One explanation is that the date of its scientific confirmation as a neurotransmitter in the central nervous system was relatively recent. Compare these: noradrenaline – 1945; serotonin – 1953; dopamine – 1958; GABA – 1971. GABA is catching up with the others in terms of research, and we regularly seeing new scientific breakthroughs in knowledge about it.
Scientific breakthroughs can sometimes accelerate awareness, but often it’s changes to public policy that create the biggest impact.
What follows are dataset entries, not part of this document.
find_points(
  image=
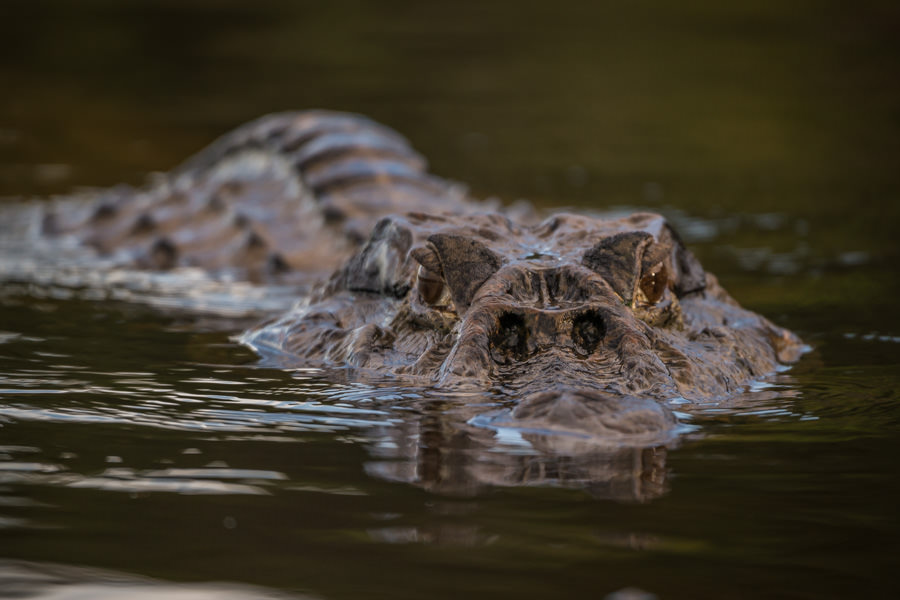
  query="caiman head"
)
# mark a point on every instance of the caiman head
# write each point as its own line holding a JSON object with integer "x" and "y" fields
{"x": 589, "y": 321}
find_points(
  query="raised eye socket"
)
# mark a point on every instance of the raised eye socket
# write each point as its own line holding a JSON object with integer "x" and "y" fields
{"x": 653, "y": 284}
{"x": 511, "y": 337}
{"x": 588, "y": 330}
{"x": 429, "y": 286}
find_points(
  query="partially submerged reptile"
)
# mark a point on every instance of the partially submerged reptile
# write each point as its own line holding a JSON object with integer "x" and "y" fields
{"x": 592, "y": 324}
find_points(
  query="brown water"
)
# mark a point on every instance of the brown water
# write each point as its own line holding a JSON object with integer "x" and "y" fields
{"x": 141, "y": 448}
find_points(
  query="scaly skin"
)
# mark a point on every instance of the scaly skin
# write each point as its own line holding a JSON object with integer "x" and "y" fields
{"x": 590, "y": 322}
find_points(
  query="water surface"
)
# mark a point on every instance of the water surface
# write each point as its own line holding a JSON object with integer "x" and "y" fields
{"x": 142, "y": 447}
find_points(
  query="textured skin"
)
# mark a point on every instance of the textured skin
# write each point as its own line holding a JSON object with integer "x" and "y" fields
{"x": 590, "y": 322}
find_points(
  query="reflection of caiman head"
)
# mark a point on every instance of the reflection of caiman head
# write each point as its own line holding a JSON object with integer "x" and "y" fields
{"x": 570, "y": 315}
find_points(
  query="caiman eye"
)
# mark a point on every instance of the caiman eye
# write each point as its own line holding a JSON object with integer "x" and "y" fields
{"x": 653, "y": 284}
{"x": 429, "y": 286}
{"x": 587, "y": 332}
{"x": 510, "y": 338}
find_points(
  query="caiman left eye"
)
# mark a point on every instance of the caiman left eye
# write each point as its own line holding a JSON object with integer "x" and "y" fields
{"x": 653, "y": 284}
{"x": 429, "y": 286}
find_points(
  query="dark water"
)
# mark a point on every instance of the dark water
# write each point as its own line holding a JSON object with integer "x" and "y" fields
{"x": 142, "y": 448}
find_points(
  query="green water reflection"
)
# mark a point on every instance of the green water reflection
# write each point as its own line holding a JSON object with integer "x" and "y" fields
{"x": 769, "y": 131}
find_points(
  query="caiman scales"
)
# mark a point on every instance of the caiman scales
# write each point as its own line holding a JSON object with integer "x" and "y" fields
{"x": 592, "y": 324}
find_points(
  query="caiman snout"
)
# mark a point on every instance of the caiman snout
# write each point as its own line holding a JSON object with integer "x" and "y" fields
{"x": 520, "y": 333}
{"x": 595, "y": 413}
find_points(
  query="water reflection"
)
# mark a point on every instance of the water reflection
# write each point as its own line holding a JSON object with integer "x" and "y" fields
{"x": 454, "y": 445}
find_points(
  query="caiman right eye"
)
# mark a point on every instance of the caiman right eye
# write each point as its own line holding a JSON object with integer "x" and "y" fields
{"x": 429, "y": 286}
{"x": 510, "y": 338}
{"x": 654, "y": 284}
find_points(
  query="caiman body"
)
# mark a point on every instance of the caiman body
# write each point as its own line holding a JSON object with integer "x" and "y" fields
{"x": 592, "y": 324}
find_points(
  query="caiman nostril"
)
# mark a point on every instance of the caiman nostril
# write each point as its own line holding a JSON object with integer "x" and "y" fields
{"x": 588, "y": 330}
{"x": 510, "y": 338}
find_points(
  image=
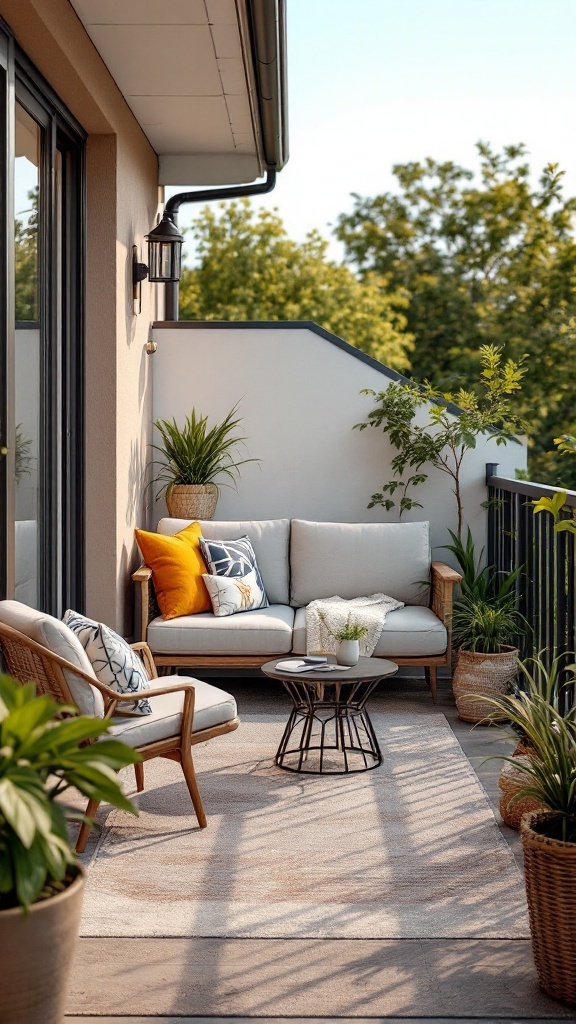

Take Japan as an example.
In 2015, the Japanese government introduced a new food classification, “Food with Functional Claims”. This scheme involved reduced (though still stringent) certification requirements. This unleashed a food innovation revolution in Japan, and GABA featured heavily in it.
In fewer than 4 years, GABA became a well-established food additive in Japan, and everyone there has heard of it. You can find GABA chocolate, GABA drinks, GABA cakes. Their functional claims center around relaxation, dealing with stress and improving sleep.
Japan proves that there is a latent demand for such products, once they are certified as safe. And we see a similar demand within the younger generations in western cultures. These groups are not only demanding more information about their consumption choices. They’re actually demanding more choices.
GABA Labs is responding to these demands by making alternatives to alcohol a reality, and sharing information on the way. We’d like to see GABA as well known here (initially in the UK) as it is in Japan. And we’re prepared to work to make that happen.